Beim Modellpreis für Wohnbauland geht es ähnlich weiter. Der Kanton hält fest: «Die Modellpreise sind eine Schätzung für das mittlere Preisniveau in einer Gemeinde.» Und: «Die letzten drei Datenpunkte sind provisorisch.» Die ganze Zeitreihe wird jährlich rückwirkend neu berechnet. Ein Wert, den Sie heute lesen, kann in einem Jahr anders lauten. Das liegt dann am Modell, das nachgerechnet hat. Die Richtung nennt der Kanton gleich mit: «In der Regel werden die Preise noch nach oben angepasst.» (Nebenbei: Das ist ein Bodenwert, kein Liegenschaftswert. Multiplizieren Sie ihn bitte nicht mit Ihrer Parzellenfläche.)

Zwischenfazit: Wenn schon die amtlichen Modelle so deutlich auf ihre eigenen Grenzen hinweisen, sollte ein kommerzieller Rechner, der Ihnen eine glatte Zahl ohne Vorbehalt zeigt, eher misstrauisch machen als beruhigen.

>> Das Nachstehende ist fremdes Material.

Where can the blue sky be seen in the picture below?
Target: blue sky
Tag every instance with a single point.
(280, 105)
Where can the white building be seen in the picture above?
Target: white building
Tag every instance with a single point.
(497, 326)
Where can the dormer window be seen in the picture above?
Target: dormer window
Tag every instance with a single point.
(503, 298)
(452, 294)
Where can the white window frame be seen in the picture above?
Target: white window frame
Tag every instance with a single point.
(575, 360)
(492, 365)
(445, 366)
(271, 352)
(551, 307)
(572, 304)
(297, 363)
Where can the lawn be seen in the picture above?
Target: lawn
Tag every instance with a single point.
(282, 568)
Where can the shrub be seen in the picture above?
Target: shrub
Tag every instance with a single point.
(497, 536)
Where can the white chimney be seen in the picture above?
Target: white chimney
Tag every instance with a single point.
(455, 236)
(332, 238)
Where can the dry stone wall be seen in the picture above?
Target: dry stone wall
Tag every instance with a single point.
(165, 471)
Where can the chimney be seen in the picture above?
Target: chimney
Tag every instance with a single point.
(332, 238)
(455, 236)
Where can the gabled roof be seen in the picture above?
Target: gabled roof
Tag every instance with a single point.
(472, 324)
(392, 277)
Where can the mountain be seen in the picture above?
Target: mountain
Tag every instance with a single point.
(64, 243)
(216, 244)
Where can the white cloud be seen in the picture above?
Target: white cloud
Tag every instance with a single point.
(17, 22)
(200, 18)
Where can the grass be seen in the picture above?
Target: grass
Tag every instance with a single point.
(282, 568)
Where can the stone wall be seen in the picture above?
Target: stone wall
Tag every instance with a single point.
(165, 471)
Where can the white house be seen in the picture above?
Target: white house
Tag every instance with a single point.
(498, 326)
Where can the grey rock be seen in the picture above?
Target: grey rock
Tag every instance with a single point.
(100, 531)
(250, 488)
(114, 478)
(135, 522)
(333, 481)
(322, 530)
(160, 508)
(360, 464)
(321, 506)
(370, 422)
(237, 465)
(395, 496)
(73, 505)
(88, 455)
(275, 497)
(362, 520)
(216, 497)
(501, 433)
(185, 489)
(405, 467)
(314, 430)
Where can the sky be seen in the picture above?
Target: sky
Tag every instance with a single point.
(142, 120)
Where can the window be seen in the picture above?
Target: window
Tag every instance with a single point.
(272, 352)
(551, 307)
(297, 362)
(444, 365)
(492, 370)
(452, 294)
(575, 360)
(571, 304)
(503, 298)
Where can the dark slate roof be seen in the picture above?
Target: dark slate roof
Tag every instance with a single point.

Angebotspreis oder Handänderung: womit rechnet das Modell?

Rechnet das Modell mit Angebotspreisen oder mit tatsächlich bezahlten Preisen? Das macht einen grossen Unterschied.

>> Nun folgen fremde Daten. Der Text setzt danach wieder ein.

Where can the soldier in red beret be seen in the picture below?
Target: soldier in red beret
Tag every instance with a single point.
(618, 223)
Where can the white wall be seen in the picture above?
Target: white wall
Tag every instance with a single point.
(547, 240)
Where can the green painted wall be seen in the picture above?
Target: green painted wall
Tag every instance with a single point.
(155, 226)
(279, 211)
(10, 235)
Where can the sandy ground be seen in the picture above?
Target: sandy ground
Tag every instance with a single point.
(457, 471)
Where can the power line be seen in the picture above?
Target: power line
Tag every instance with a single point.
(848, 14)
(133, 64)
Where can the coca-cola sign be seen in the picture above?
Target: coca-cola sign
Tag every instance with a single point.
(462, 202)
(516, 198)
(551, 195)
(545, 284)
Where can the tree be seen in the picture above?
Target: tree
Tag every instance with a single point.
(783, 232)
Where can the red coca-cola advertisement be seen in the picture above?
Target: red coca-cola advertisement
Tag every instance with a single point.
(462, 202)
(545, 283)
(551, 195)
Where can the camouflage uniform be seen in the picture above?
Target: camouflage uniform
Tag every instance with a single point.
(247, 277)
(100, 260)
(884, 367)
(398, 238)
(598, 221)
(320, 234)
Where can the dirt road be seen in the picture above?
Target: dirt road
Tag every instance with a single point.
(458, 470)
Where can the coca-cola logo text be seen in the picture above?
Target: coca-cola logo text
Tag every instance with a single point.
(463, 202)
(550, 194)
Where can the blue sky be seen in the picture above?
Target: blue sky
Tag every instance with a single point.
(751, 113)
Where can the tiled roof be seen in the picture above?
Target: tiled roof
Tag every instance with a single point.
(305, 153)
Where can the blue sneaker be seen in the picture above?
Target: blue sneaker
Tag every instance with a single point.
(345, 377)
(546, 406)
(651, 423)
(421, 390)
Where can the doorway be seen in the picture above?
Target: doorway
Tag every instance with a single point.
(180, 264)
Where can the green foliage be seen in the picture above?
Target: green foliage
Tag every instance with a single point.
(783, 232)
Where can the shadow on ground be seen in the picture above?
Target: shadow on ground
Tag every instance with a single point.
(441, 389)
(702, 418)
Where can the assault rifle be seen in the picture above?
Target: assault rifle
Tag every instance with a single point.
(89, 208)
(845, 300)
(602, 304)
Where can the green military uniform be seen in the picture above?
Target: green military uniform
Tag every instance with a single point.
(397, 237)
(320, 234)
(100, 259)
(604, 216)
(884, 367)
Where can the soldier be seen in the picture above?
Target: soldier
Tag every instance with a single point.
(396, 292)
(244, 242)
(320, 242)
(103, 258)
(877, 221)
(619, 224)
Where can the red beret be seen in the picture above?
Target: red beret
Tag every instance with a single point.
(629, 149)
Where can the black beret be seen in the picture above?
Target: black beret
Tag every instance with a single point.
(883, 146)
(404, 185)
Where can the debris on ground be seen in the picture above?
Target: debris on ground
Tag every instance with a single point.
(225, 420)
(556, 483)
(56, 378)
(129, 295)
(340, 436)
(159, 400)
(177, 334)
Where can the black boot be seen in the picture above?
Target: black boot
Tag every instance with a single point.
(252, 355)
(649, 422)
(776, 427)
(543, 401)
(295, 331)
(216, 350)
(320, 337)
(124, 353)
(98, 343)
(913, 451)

Ein Angebotspreis ist das, was jemand auf einem Portal verlangt. Ob die Liegenschaft je zu diesem Preis den Eigentümer gewechselt hat, ob sie lange stand und am Ende tiefer wegging — das steht in dieser Zahl nicht drin. Ein registrierter Preis dagegen ist das Ergebnis einer abgeschlossenen Handänderung.

Der Kanton Zürich ist da eindeutig. Auf der Fachseite steht: «Datengrundlage sind die auf dem Grundbuchamt registrierten Preise». Also keine Inserate, sondern das, was beurkundet und im Grundbuch eingetragen wurde.

Angebotspreis Registrierte Handänderung
Zeigt was jemand verlangt was bezahlt wurde
Entsteht beim Aufschalten des Inserats mit dem Eintrag im Grundbuch
Blinder Fleck ob je jemand zugegriffen hat die letzten Wochen, weil die Registrierung nachläuft

Der zweite blinde Fleck erklärt zugleich, warum jedes Modell ein Stück weit rückwärts schaut. Zwischen Preisverhandlung, öffentlicher Beurkundung und Eintrag im Grundbuch vergehen Wochen. Der Wohnimmobilienpreisindex des BFS erscheint quartalsweise, und beim kantonalen Bodenpreismodell sind die letzten drei Datenpunkte ausdrücklich provisorisch. Bewegt sich der Markt in dieser Zeit, ist das in den Zahlen noch nicht enthalten.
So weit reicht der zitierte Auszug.